Absences recur throughout the 14 stories in Victoria author Julie Paul’s third collection. From the opening piece, about a man on vacation in Hawaii being haunted by the ghost of his dead father, to the estranged identical twins in “Spilling the Bees” and the daughter in “Barkers’ Berries,” who flees the family farm in rural Ontario – and her mother’s terminal illness – for life as a folk singer on Vancouver Island, people in these stories are constantly vanishing or abandoning those closest to them.
If there is an abiding irony across the various entries in Meteorites, it is the way in which things missing nevertheless exert a palpable presence in the lives of the characters. The anxiety-disorder sufferer who narrates “Clutter” fixates on the map of the world left behind when her partner walked out on her. The protagonist of “Millie’s Calling,” a church organist who lost her arm in an accident with a manure spreader, feels the phantom limb like a physical presence; as the story unfolds the stump of her amputated arm begins bleeding mysteriously.
Paul unspools her narratives with a generally light touch, focusing on situations and circumstances that insert themselves intrusively in the middle of close family relationships or friendships. In “Manifest,” the protagonist must contend with the unwanted appearance of her husband’s 18-year-old daughter by another marriage and the destabilizing effect this wayward young woman has on the household. The two adolescents in “Trajectory” find their deep commitment to one another fractured during a school trip to Boston and Salem when one of the two begins to explore her burgeoning sexuality and newfound interest in boys. The trajectory of the friends’ relationship is downward; the final image has the narrator looking out the window of a restaurant back at the highway median where she has abandoned her classmate; the other girl is obscured from view.

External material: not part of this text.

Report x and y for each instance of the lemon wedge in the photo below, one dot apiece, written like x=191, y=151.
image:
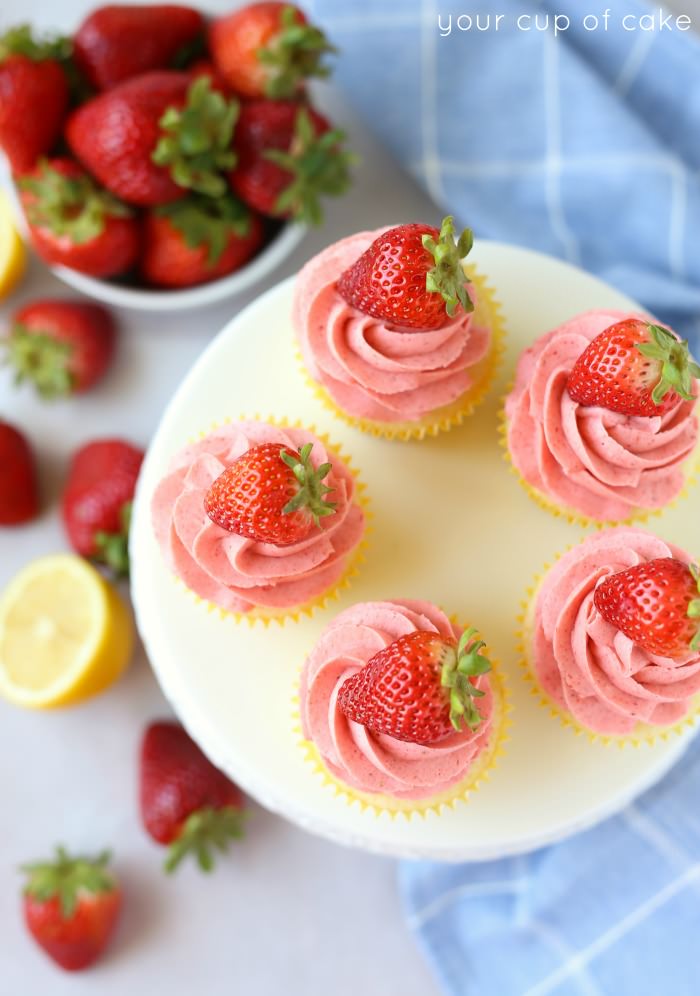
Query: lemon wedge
x=65, y=634
x=13, y=255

Though Meteorites is not a linked collection, the thematic threads that run through the various entries lend the book a sense of cohesion. Patterns of metaphor – nighttime, water, animals (including various birds) – crop up again and again in successive stories, further strengthening the connective tissue binding the collection together.

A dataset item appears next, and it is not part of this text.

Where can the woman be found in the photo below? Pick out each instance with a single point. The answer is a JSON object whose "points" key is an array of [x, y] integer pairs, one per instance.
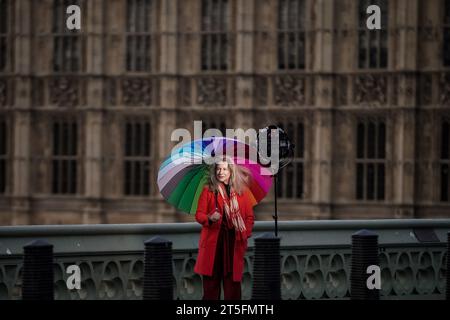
{"points": [[227, 218]]}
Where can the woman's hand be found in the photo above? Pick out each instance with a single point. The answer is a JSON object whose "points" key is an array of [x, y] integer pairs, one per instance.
{"points": [[214, 217]]}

The book is so carefully calibrated, in fact, that the few stories that appear as outliers call undue attention to themselves. The ghost in the opener feels out of place, as does the excessive violence of “Hangman” (even granted that the mayhem takes place off stage). “The Expansion” is a dystopian satire about climate change and manifest destiny; this story is tonally inconsistent with the surrounding material, which cleaves to a more naturalistic presentation.
This is true even for a story like “In the Next Breath,” in which a group of college students celebrate the end of exams by taking a homeless man to the lakeshore with the intent of dunking him in the frigid water to jar him out of his life of torpor. The metaphorical baptism is echoed in the following story, “Little Stars,” when Anna, a couple’s troubled daughter who has been cutting herself, allows her mother to entice her into the lake for a swim: “When she surfaced, she was both a new person and my long-hidden daughter.”
Immersion in water also features in the climax to the title story, which, at close to 40 pages, is easily the longest piece in the collection. A couple of long-time residents in the town of Stevens Falls attempt to get revenge on a pair of newcomers once they discover the reason for the latter’s appearance in the town; they endeavour to convince the interlopers to take an icy dip in the water of the local quarry as a kind of initiation into the community. “Maybe they’d wave their hands in the sign of the cross above the water, for effect,” the locals think, further extending the imagery of baptismal renewal. It is the careful attention to such intertextual linkages that elevates Meteorites from a group of disparate, individual pieces to an intriguing, unified whole.